I think that's what brings many of us here together tonight is that we're doing the work of understanding things about the world, revealing truths about the universe, but for what? To improve things for justice, right?

And this impact that the Story Collider is having is in some sense just getting started. In the last five years, the Story Collider has started partnering with faculty at institutions all across the country, like Jeff Schinske at Foothill College where they're measuring the impact that listening to stories like those from Story Collider have on the language that students use to describe scientists.

And at Boise State, with my colleagues Krishna and Ann, who you should all meet tonight, where we're measuring the impact that writing personal stories has on our students’ professional development, their sense of belonging, and their sense of identity.

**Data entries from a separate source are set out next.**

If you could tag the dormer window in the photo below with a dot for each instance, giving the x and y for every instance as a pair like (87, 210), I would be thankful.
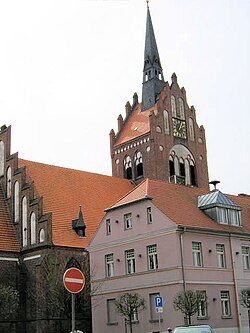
(220, 208)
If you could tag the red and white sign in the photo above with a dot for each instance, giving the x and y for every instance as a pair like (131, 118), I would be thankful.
(74, 280)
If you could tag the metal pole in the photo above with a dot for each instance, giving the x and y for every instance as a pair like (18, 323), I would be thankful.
(73, 312)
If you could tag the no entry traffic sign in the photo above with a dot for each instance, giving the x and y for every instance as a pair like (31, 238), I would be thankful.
(74, 280)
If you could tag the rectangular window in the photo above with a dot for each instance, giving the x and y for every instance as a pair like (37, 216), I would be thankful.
(130, 261)
(225, 304)
(149, 215)
(109, 261)
(153, 315)
(202, 310)
(111, 311)
(246, 257)
(128, 221)
(220, 253)
(152, 257)
(108, 227)
(197, 255)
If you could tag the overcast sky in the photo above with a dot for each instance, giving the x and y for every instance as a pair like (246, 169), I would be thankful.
(67, 69)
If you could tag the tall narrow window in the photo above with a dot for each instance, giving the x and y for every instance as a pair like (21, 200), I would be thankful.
(111, 311)
(128, 221)
(109, 262)
(130, 261)
(225, 304)
(173, 106)
(152, 257)
(149, 215)
(191, 128)
(127, 167)
(166, 121)
(1, 158)
(24, 221)
(108, 227)
(16, 202)
(192, 174)
(138, 164)
(220, 253)
(8, 185)
(181, 108)
(197, 255)
(171, 166)
(246, 257)
(32, 228)
(202, 309)
(154, 316)
(41, 236)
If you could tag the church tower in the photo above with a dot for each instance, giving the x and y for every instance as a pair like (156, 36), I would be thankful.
(159, 138)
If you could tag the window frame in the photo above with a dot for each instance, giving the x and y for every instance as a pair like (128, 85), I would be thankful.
(197, 254)
(130, 261)
(221, 256)
(109, 265)
(152, 257)
(128, 223)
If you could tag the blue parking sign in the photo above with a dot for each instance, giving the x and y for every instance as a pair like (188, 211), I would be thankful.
(158, 302)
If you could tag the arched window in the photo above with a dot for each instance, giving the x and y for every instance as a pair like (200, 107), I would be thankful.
(8, 185)
(182, 168)
(166, 121)
(173, 106)
(41, 236)
(127, 167)
(24, 221)
(138, 164)
(32, 228)
(191, 128)
(1, 158)
(192, 174)
(171, 166)
(181, 108)
(16, 201)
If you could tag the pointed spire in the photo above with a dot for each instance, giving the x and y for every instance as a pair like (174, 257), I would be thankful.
(153, 80)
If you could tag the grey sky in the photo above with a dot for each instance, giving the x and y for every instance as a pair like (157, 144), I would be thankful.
(67, 69)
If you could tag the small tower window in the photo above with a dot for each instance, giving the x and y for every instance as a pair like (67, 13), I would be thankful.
(24, 221)
(173, 106)
(181, 108)
(192, 174)
(41, 236)
(138, 164)
(191, 128)
(166, 121)
(127, 167)
(32, 228)
(171, 166)
(1, 158)
(8, 185)
(16, 202)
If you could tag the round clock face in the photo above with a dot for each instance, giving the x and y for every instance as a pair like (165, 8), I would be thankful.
(179, 128)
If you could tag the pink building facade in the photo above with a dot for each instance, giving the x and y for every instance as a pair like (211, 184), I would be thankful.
(139, 248)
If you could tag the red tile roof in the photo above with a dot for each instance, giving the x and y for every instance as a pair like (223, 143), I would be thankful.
(179, 203)
(64, 190)
(136, 125)
(8, 238)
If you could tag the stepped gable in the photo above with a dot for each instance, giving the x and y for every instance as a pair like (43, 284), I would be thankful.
(63, 190)
(179, 203)
(8, 239)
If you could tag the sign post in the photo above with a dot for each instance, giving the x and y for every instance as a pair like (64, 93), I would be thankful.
(159, 308)
(74, 281)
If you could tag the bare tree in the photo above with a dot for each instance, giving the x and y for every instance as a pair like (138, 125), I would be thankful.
(188, 303)
(9, 301)
(245, 302)
(128, 305)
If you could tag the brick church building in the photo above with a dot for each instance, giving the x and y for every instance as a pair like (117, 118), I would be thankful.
(50, 215)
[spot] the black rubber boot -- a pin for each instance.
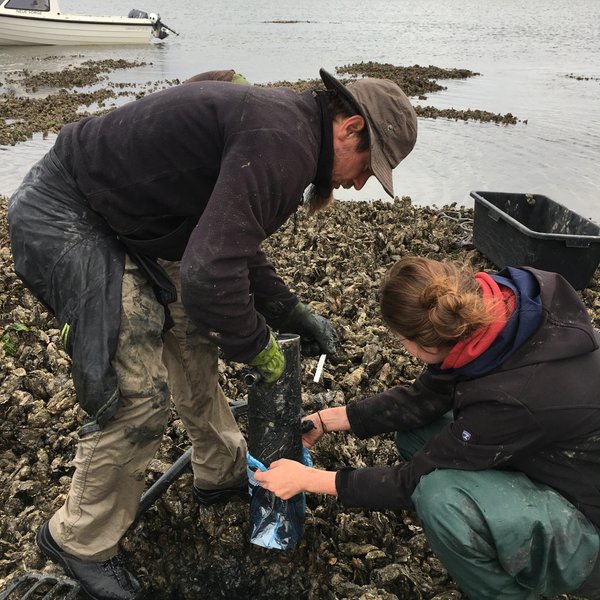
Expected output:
(107, 580)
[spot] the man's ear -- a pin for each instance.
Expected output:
(353, 125)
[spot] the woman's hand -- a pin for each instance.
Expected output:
(285, 478)
(311, 436)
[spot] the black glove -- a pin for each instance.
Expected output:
(317, 334)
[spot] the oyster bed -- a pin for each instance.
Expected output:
(333, 260)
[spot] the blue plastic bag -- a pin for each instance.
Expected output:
(275, 523)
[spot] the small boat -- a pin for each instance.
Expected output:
(40, 23)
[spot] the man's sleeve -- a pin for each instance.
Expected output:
(262, 177)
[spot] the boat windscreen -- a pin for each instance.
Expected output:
(28, 4)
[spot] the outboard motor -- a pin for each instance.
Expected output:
(159, 29)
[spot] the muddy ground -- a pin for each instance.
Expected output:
(335, 261)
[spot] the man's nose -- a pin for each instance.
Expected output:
(359, 182)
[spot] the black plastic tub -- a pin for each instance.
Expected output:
(532, 230)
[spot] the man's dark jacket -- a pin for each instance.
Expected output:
(538, 413)
(204, 173)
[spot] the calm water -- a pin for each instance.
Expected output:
(523, 50)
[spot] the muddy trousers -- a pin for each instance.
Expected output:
(110, 464)
(502, 536)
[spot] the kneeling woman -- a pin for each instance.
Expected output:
(500, 435)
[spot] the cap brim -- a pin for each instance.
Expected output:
(378, 161)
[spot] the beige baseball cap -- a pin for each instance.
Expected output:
(390, 117)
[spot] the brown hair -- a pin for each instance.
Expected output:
(433, 303)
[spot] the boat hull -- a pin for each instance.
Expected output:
(72, 31)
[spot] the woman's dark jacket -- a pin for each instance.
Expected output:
(538, 412)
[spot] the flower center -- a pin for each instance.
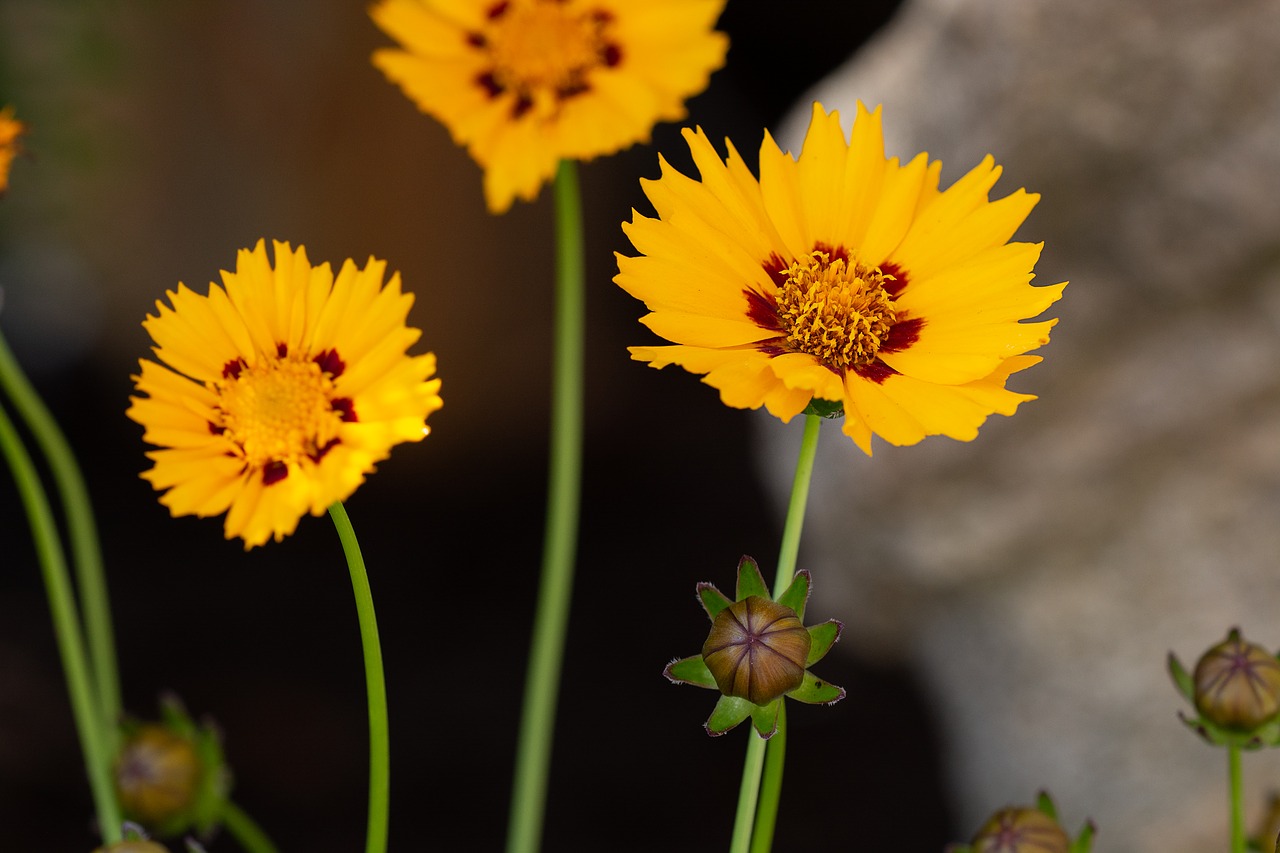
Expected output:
(282, 410)
(836, 311)
(543, 50)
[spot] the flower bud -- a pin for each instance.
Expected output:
(757, 649)
(156, 776)
(1237, 684)
(1020, 830)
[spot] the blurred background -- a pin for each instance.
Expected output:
(164, 137)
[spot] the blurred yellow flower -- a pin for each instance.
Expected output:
(842, 277)
(524, 83)
(280, 392)
(10, 131)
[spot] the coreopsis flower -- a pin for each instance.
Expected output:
(1025, 829)
(279, 391)
(1235, 689)
(10, 133)
(844, 281)
(758, 651)
(525, 83)
(170, 776)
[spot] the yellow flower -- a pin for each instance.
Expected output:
(524, 83)
(10, 131)
(844, 277)
(282, 391)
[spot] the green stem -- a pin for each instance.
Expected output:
(764, 811)
(551, 619)
(1237, 784)
(245, 830)
(375, 684)
(86, 552)
(71, 642)
(748, 793)
(790, 548)
(771, 785)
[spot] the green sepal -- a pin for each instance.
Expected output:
(1083, 842)
(764, 717)
(828, 409)
(814, 690)
(798, 593)
(750, 582)
(1182, 679)
(1265, 735)
(712, 598)
(690, 670)
(216, 783)
(727, 714)
(821, 639)
(1045, 804)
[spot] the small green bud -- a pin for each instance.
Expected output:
(156, 775)
(1237, 684)
(1020, 830)
(757, 649)
(170, 776)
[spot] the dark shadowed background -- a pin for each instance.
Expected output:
(164, 137)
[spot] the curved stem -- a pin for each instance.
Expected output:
(1235, 781)
(551, 619)
(71, 642)
(245, 830)
(82, 533)
(759, 816)
(375, 684)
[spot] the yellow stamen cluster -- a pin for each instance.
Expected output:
(835, 311)
(543, 50)
(279, 410)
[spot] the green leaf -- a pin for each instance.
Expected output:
(821, 639)
(713, 600)
(814, 690)
(1182, 679)
(764, 717)
(690, 670)
(1045, 804)
(830, 409)
(749, 580)
(798, 593)
(727, 714)
(1083, 843)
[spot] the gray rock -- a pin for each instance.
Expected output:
(1038, 575)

Eric Jankowski shares his story at The Bell House in Brooklyn, NY in June 2022. Photo by Zhen Qin.

The Story Collider is becoming a catalyst for real interdisciplinary sciences. There are faculty from anthropology, from marine biology, engineering, chemistry, mathematics that are coming together to understand how we can use narrative to build a better science, to change for whom science belongs.

So tonight, I'd like you to be somebody else's Ken Ono, unless you're Ken Ono, in which case you're already everybody else's Ken Ono. But by that I mean I want you to plant a seed that helps people help people for decades.

That is the mechanism by which I think we can change science, we can change the planet, and maybe, someday, make the colonization of the first binary pulsar a more just place for all. Thank you.